I run into people from time to time who think that they don’t hear God’s voice. (Frankly, I used to be one of them; I understand this position well.) The problem is that Jesus said, “My sheep hear my voice.” (John 10:27) Are you his sheep? Then either you hear his voice, or he was mistaken, and I’m guessing he wasn’t mistaken.
Note that “hearing his voice” and “recognizing his voice” are different skills. You already hear his voice. He says so. Now learn to pick his voice out from the other voices. Hint: it’s not always in words; sometimes it’s in pictures, or feelings, or thoughts. He does things creatively.
Jesus taught more on this in Luke 11:
So if you’re asking God to speak to you, and if you’re pressing in to hear and to learn to recognize the voice of the Holy Spirit, what will he do? What does Jesus say he’ll do? Maybe he’ll give you a serpent or a scorpion? Probably not. He’ll give the Holy Spirit. If you’re asking, and you see a picture, ask about the picture.
English is not God’s first language, you know.
Now having said that, I need to add a limitation of the real world: The truth is that everybody who does work in a gift of God has a limited understanding of the gift. Some have more experience than others, sure. But anybody who thinks they have it down is mistaken. I know people who have changed the heavens with declarations, raised the dead, declared the future in detail, and the truthful ones admit their understanding is incomplete. Really, when you think about it, it’s kind of hard for a limited human mind to understand an infinite almighty God.
The other thing: just because someone knows how to prophesy doesn’t change their character, their nature. If they’re rude in their conversation, then their prophecy is probably rude. If they’re prone to a religious spirit when they’re talking, they’ll be religious in their prophecy. Prophecy – like any other gift – has nothing to do with the ooky-spooky idea of God taking over my body. It’s still me. I’m just listening to my dad. If I’m a jerk when I’m listening to you, I’ll probably still be a jerk when I’m listening to him. Unless I’m really religious, and then I can hide it.
There is a remnant of God’s people who are more passionately pursuing the freedom of the Kingdom than they are pursuing participation in human gatherings. For a long time, these have resisted the control of man’s religion and man’s rules and man’s approval, or lack of approval.
It has been right, it has been good that we have resisted that control that has been pharisaical and restrictive. It has been appropriate that we have resisted constrictions that some have wanted to put on our freedom in Christ.
For years – perhaps for decades – those pursuing freedom have needed to watch for those who would, knowingly or unknowingly, steal that freedom away. It’s not time to let down our guard, but it is time that we change the focus of our resistance. We are not to be bound. We are not to be subject to others’ fears and limitations.
In fact, it’s time to stop looking at what we are not; time to stop looking at what we are leaving behind. Instead of focusing on what we have left, it will be good to look at where we’re going. It’s time to fix our eyes on the One who is leading us, the One who died for our freedom.

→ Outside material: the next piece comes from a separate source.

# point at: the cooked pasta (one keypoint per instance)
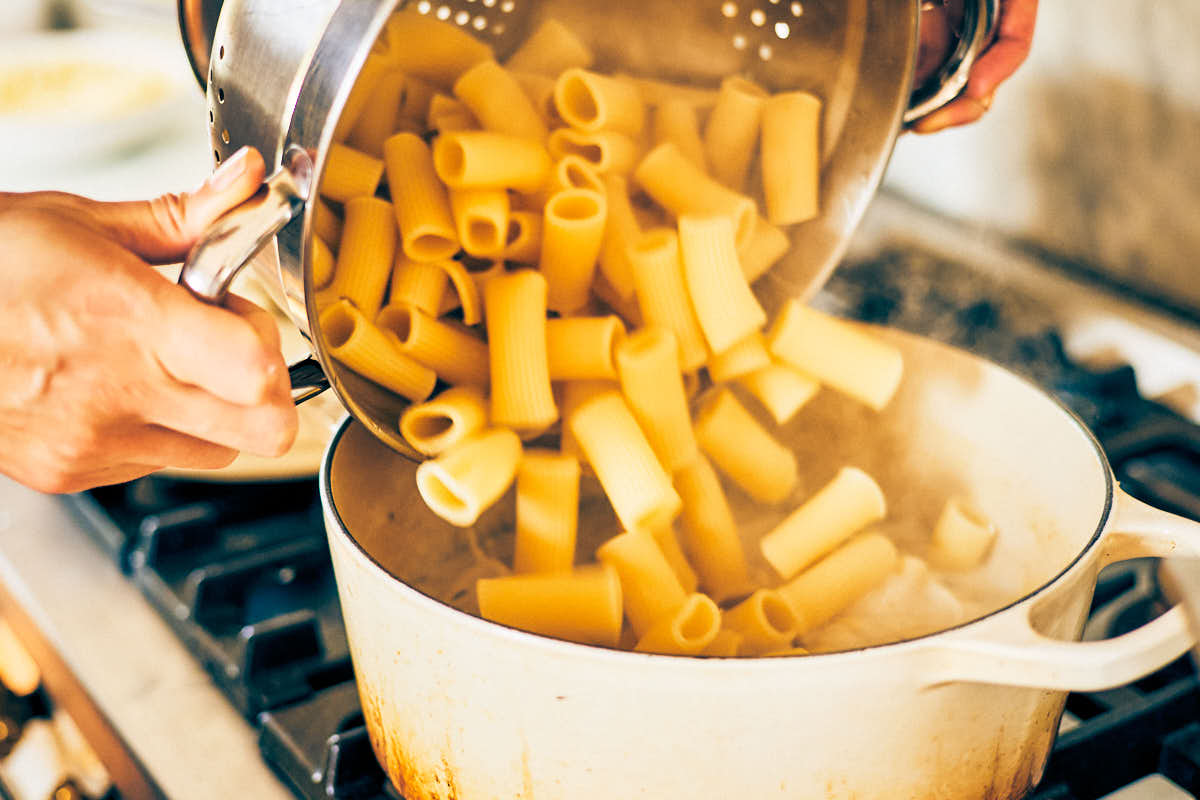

A very wise man once said, “Let us fix our eyes on Jesus, the author and perfecter of our faith.” If it was not this season before, it surely is now.

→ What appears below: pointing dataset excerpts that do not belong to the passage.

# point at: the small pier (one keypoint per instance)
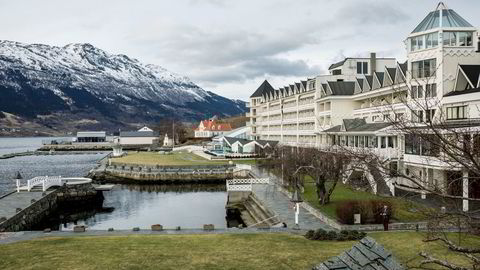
(36, 198)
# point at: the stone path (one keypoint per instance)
(10, 203)
(12, 237)
(279, 203)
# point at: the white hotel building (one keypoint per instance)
(358, 100)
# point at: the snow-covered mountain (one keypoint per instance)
(82, 83)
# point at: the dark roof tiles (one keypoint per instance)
(263, 89)
(366, 254)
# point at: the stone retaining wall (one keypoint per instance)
(26, 218)
(122, 173)
(31, 215)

We have had to keep our guard up against those who would take our freedom, and it’s good to guard our freedom. But we’re coming into days when we need to keep our eyes on the pillar of cloud by day and the pillar of fire by night. We need to watch Father closely, because he’s moving more quickly, he’s speaking more softly, than he has done before.
We still run the race. We still guard against man’s control. But our eyes are on the King. Trust me, he’s much nicer to look at anyway.